The Science Of Soundstage
Sep 21, 2021 at 11:53 AM Post #16 of 81
Headphone spatiality is difficult, because all errors in it are directly shot into our ears. There is nothing in between to mitigate errors or create real spatial information as is the case with speakers. The most convincing soundstage with headphones happens with binaural sound. Unfortunately binaural sound is not common, because almost all stereophonic music has been produced primarily for speakers and binaural recordings don't work well with speakers. The secret of binaural recordings is the correct or near correct combination of many many spatial cues.

EQ may help with soundstage (if it can attenuate spatial problems), but it is very limited. Often the wideness of headphone sound is ruined by excessive spatiality targeted for speakers. When the level difference between the ears (ILD) is too large (compared to natural levels) spatial hearing is likely to deduct that the sound is very near the other ear (the side with higher level) and that explains the level difference. Reducing ILD to natural levels helps spatial hearing to believe the sound is further away, especially if other spatial cues support it (for example reverberation level is high compared to direct sound. So, more channel separation can actually make the headphone soundstage narrower! On speakers the effect is the opposite, because the listening room regulates spatial cues to natural levels. Instead of increasing channel separation, the target should be natural levels. That's when we can have the "widest" headphone sound and going over or under that "sweet spot" makes the sound narrower, just in different ways (the sound is outside or inside the head)

Spatial hearing looks at many spatial cues and tries to come up with a interpretation that makes sense. If a recording has huge ILD (indicates the sound is near listener) and also strong reverberation level compared to direct sound (indicates the sound is far away), spatial hearing may struggle a lot to make head or tail out of it. This struggle causes even listening fatique to some listeners including me.

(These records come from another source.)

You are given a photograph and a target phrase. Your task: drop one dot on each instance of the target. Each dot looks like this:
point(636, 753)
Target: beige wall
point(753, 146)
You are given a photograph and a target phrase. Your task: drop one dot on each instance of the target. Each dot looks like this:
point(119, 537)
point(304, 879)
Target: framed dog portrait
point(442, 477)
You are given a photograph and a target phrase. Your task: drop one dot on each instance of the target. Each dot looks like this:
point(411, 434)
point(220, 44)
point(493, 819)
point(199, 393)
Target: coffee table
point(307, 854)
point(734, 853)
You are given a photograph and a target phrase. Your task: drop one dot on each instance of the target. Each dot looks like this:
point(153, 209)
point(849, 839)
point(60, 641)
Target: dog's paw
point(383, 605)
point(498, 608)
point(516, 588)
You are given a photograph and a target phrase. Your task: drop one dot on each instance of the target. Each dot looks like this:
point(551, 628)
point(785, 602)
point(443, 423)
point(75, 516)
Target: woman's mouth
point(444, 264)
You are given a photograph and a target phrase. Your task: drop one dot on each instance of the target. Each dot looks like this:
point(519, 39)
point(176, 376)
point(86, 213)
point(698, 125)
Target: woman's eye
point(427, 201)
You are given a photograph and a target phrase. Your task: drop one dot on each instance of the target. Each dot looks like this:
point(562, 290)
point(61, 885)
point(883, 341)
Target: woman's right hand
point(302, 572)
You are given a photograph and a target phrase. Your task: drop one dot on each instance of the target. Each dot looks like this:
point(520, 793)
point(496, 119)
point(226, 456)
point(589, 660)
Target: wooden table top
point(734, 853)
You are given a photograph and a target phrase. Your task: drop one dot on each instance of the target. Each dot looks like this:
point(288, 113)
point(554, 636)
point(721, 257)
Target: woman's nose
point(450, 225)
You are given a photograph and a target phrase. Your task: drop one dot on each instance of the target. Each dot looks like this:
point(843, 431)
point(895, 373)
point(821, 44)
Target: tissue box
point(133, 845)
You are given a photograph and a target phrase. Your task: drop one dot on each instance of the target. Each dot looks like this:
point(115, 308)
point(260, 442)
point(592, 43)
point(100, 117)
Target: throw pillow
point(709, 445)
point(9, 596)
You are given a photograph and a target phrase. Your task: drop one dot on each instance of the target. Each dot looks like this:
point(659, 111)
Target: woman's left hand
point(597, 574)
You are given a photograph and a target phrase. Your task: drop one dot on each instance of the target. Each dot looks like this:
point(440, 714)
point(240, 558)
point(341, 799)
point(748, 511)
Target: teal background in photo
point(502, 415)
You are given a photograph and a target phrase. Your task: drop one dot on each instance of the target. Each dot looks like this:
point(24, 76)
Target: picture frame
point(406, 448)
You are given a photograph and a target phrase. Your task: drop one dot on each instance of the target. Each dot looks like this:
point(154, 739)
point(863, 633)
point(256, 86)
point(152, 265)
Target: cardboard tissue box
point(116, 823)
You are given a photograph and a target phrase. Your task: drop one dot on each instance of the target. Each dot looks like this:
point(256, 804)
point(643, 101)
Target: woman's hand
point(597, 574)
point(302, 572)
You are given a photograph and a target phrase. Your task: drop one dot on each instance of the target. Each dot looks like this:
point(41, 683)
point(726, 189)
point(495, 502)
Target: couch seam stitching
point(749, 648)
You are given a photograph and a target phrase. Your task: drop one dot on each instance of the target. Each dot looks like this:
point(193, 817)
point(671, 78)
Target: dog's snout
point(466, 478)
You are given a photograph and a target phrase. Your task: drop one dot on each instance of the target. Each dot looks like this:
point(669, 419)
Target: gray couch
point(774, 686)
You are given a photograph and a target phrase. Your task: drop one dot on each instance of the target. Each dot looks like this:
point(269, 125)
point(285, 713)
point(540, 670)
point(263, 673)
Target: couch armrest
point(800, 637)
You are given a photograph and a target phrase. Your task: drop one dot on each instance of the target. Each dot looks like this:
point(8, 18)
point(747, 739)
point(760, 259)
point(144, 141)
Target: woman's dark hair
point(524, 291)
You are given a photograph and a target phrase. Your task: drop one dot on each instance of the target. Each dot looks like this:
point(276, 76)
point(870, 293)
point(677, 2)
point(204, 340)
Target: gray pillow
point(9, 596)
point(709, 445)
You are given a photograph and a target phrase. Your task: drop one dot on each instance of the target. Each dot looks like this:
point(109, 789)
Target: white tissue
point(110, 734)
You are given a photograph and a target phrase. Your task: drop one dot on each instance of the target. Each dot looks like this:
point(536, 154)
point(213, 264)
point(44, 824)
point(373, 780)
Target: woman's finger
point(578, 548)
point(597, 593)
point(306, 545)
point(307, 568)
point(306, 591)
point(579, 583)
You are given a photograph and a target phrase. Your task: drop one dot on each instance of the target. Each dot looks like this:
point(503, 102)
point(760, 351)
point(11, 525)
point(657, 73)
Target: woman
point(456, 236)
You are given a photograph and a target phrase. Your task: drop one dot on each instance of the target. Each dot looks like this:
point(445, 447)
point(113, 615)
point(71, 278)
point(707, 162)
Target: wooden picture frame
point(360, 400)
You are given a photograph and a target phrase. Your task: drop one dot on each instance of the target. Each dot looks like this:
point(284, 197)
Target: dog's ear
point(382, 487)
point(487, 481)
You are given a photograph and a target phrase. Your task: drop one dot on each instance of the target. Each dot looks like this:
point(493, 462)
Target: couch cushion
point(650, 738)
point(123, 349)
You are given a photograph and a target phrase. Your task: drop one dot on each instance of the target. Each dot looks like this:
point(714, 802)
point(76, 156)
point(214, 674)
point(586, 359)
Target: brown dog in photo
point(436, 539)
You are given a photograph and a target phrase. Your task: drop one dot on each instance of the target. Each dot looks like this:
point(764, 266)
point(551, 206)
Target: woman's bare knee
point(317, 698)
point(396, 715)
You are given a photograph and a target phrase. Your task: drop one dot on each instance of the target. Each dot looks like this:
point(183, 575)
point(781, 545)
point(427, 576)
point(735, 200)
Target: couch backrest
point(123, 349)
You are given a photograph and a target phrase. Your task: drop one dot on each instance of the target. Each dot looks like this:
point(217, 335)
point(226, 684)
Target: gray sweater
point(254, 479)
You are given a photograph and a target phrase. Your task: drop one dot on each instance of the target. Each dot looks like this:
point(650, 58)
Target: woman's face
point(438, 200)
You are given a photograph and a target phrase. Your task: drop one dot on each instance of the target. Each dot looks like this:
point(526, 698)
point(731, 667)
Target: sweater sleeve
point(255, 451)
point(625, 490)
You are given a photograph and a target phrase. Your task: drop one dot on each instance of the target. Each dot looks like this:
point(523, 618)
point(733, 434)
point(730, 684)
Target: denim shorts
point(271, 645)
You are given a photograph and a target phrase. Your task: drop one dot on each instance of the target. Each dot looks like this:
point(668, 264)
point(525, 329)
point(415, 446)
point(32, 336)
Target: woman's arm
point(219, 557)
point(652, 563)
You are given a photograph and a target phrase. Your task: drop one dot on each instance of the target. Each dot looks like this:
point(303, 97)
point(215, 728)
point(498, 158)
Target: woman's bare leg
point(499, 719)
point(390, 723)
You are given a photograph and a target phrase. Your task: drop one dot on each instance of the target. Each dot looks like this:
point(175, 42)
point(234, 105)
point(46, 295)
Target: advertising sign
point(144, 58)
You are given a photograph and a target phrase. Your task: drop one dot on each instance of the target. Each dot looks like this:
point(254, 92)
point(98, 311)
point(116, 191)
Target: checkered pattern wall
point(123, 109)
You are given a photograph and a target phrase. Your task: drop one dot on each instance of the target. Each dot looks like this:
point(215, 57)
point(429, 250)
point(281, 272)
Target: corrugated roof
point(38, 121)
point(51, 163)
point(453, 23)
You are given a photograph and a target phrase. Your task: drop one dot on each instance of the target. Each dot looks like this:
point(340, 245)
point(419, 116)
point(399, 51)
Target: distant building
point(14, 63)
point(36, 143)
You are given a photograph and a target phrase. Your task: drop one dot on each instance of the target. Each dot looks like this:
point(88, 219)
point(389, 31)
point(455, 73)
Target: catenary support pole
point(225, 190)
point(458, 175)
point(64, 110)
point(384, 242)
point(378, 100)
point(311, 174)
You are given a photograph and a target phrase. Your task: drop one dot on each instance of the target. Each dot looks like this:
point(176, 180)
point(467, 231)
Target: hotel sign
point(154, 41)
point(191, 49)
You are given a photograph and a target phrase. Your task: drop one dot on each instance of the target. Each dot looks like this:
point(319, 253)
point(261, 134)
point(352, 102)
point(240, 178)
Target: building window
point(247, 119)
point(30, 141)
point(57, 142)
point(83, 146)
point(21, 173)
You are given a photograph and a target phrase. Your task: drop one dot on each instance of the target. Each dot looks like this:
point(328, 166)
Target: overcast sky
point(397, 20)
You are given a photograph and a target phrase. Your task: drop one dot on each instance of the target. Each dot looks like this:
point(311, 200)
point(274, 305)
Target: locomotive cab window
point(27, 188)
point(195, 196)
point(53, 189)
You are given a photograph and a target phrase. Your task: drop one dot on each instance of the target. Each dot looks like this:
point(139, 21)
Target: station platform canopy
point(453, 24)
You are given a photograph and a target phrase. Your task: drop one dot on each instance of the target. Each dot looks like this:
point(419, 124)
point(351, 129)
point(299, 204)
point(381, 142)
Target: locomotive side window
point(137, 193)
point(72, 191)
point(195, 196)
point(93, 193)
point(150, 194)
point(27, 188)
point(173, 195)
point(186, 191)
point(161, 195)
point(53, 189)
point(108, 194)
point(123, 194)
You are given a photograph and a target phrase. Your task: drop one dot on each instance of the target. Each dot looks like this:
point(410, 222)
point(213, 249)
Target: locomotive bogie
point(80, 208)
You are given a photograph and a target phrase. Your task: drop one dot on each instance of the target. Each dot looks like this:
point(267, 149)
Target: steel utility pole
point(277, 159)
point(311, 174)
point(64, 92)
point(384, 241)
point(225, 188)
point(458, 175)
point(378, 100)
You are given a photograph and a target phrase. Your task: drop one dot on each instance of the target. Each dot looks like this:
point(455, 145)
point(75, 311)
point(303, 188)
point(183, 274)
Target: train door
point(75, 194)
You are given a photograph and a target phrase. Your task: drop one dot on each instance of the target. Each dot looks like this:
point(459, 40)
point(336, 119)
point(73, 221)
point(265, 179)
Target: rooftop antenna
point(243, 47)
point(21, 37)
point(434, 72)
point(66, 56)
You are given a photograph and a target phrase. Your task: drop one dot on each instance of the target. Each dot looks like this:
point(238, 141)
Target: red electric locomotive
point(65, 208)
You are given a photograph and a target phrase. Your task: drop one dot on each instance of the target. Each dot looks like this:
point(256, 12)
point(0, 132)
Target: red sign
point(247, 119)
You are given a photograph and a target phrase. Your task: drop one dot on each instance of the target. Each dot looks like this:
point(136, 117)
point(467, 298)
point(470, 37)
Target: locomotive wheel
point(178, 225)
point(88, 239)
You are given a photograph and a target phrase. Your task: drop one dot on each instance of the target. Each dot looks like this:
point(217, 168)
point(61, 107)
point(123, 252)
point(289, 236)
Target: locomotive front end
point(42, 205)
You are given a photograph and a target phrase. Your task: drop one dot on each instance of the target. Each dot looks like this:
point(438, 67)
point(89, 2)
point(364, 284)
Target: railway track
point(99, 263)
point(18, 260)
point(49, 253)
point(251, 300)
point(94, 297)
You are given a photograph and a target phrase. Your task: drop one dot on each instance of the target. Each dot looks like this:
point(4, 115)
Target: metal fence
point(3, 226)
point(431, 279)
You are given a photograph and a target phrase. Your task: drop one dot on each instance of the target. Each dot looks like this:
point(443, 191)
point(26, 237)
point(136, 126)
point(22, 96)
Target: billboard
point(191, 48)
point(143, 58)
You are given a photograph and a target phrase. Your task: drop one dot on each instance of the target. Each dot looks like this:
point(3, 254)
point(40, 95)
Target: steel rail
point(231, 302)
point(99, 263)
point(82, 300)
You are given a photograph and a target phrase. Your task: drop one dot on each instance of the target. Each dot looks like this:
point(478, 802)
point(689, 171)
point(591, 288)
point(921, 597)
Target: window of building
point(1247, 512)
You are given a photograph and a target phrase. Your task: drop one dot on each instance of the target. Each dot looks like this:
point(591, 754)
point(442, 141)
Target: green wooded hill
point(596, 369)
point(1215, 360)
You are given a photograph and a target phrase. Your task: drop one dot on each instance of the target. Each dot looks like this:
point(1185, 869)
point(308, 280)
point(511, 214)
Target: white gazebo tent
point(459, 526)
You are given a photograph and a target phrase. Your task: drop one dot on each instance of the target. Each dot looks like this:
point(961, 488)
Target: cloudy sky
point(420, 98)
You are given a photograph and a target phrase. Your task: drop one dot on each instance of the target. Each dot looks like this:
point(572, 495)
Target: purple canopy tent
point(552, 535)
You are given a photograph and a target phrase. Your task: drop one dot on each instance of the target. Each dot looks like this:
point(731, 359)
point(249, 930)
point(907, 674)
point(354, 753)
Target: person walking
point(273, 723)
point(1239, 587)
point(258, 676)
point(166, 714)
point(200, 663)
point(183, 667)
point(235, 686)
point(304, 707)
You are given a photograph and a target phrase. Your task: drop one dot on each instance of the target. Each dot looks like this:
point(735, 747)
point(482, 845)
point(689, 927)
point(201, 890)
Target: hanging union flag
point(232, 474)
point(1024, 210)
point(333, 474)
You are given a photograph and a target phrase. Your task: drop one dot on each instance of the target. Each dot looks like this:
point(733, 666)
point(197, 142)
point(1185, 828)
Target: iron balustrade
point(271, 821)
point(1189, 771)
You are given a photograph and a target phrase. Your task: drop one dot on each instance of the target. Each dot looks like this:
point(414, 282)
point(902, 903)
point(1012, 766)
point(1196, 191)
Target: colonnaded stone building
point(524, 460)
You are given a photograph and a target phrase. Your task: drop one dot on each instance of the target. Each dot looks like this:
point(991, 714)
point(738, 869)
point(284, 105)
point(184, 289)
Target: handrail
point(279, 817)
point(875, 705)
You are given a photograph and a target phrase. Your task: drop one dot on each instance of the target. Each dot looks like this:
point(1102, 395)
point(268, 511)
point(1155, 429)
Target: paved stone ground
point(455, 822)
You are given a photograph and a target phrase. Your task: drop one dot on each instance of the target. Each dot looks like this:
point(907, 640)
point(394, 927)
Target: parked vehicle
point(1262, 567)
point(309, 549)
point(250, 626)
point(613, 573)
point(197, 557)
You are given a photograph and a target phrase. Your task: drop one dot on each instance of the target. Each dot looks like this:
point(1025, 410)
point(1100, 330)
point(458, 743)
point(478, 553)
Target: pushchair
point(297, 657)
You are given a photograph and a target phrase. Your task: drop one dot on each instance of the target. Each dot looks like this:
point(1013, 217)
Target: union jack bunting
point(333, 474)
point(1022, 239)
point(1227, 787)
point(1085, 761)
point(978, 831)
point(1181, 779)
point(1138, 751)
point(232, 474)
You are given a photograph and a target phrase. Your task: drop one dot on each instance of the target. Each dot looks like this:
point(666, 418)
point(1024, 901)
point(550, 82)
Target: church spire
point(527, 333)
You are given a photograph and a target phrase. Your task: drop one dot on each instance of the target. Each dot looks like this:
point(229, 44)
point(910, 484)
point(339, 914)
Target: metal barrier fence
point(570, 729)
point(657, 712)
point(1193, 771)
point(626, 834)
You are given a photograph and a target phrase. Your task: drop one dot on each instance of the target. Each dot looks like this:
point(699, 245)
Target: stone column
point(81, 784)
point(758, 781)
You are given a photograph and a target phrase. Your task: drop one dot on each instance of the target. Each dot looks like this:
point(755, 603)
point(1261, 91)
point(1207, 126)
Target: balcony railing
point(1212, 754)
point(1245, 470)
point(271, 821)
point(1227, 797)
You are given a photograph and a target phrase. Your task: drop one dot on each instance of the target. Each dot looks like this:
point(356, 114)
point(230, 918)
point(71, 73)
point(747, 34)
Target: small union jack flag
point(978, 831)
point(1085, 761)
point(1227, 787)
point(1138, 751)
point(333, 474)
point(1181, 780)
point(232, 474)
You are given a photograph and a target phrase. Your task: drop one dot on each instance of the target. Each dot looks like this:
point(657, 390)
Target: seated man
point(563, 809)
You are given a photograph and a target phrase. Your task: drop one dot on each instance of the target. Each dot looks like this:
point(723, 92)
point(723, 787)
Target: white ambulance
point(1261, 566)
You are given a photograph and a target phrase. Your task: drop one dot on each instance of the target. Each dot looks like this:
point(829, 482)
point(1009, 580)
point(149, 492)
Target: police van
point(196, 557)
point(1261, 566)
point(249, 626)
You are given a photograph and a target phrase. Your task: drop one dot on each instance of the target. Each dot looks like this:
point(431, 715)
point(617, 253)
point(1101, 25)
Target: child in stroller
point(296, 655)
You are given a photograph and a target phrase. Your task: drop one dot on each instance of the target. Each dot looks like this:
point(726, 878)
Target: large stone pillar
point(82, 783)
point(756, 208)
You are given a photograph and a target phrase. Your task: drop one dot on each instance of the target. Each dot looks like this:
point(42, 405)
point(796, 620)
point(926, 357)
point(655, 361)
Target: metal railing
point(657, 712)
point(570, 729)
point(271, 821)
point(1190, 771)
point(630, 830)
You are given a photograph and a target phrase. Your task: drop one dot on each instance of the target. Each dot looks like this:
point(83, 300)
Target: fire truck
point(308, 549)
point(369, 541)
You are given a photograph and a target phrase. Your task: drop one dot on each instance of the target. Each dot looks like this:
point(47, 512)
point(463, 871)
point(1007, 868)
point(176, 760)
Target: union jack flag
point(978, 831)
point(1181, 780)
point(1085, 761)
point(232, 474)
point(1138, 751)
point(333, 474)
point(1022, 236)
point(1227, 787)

Tonal accuracy is partly a myth. Sounds don't need to have tonal accuracy. Instead sound reproducing need to be transparent. In real life sound gets spatially coloured and that colourization is the information about the kind of existence the sound has. Does the sound happen in a church? Or in a forest? Or in your living room? Our hearing expects the sound to be coloured. That colour equals the physical existence of the sound. Too much color is called bad acoustics.

Cross feed, with a time delay, might help to increase the impression of width in the soundstage. In my own tests with closed headphones though, where I simply mixed some of the left and right channels together without a delay, it actually seemed to make the soundstage a bit narrower. Though it probably did make things seem a bit farther away in the Z-axis.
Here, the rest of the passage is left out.